Ik heb zojuist al gezegd hoe ik daarin de rol van de retail zie, maar daarnaast is het natuurlijk ook hoog tijd dat de varkenshouders aan de slag gaan met meer innovatieve en betere stallen, zoals de ComfortClass. Tot nu toe passen 5 varkenshouders, onderdelen uit ComfortClass toe op hun bedrijf. Maar er zijn ook andere projecten, waarop u kunt aanhaken.
Op dit moment zijn bijvoorbeeld enkele tientallen ondernemers, maatschappelijke organisaties en onderzoeksinstellingen bezig met het schetsen van stalontwerpen, die niet alleen diervriendelijker zijn, maar ook beter voor het milieu.
Zo presenteert Wageningen Universiteit begin volgend jaar - over goede voornemens gesproken! - een aantal ontwerpschetsen van de 'varkenshouderij van de toekomst', in het kader van het project Varkansen.
Verder ga ik binnenkort een Small Business Innovation Research (SBIR)-tender openstellen waarmee ik de ontwikkeling van meer duurzame stallen een nieuwe impuls wil geven. Waarbij natuurlijk de ontwerpschetsen van het project Varkansen en de eerdergenoemde stalontwerpen van al die individuele varkensboeren en stallenbouwers kunnen meedingen. En waarvan de beste ideeën vervolgens kunnen worden doorontwikkeld, uitgetest in de praktijk en worden vermarkt.
Verder kunt u nu al aanspraak maken op subsidies of geld terugkrijgen van de fiscus als u investeert in bovenwettelijke welzijns- en milieumaatregelen in uw stal. Zoals de MIA/Vamil regelingen.
En tenslotte - en daarmee sluit ik af, omdat ik denk dat ik mijn punt wel heb gemaakt - stel ik vanaf 2010 jaarlijks 10 miljoen euro extra beschikbaar voor investeringen in duurzame stallen. De droom van Annechien ten Have en Frank Dales kan uitkomen.
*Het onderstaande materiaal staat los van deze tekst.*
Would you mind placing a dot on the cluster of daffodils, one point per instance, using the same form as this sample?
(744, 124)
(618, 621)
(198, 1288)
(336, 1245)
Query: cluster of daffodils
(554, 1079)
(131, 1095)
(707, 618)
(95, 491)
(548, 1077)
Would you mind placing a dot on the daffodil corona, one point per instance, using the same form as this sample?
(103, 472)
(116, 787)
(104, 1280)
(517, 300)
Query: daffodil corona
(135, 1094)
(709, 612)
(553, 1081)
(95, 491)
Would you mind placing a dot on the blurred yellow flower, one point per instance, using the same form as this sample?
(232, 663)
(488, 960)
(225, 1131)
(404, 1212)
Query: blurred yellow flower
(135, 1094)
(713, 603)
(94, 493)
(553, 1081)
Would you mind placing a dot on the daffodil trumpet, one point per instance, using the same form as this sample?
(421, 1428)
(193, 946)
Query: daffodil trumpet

En daarmee - dames en heren - zet ik op één onderdeel alvast mijn goede voornemens om, in een concreet beleidsinstrument. Er moeten echter nog vele stappen volgen om de bereikte resultaten en de opgedane kennis in praktijk te brengen. Stappen van mij, maar zeker ook van u. Het kan niet zo zijn dat alleen LTO en de Dierenbescherming hiervoor alleen aan de lat staan. Om dit tot een echt succes te maken, hebben we iedereen in de keten nodig: van varkenshouders en de toeleverende en verwerkende industrie, tot en met de supermarkten en andere afnemers.
Laat dat uw goede voornemen zijn. Dan wordt 2010 een prachtig en Comfortabel Klasse jaar.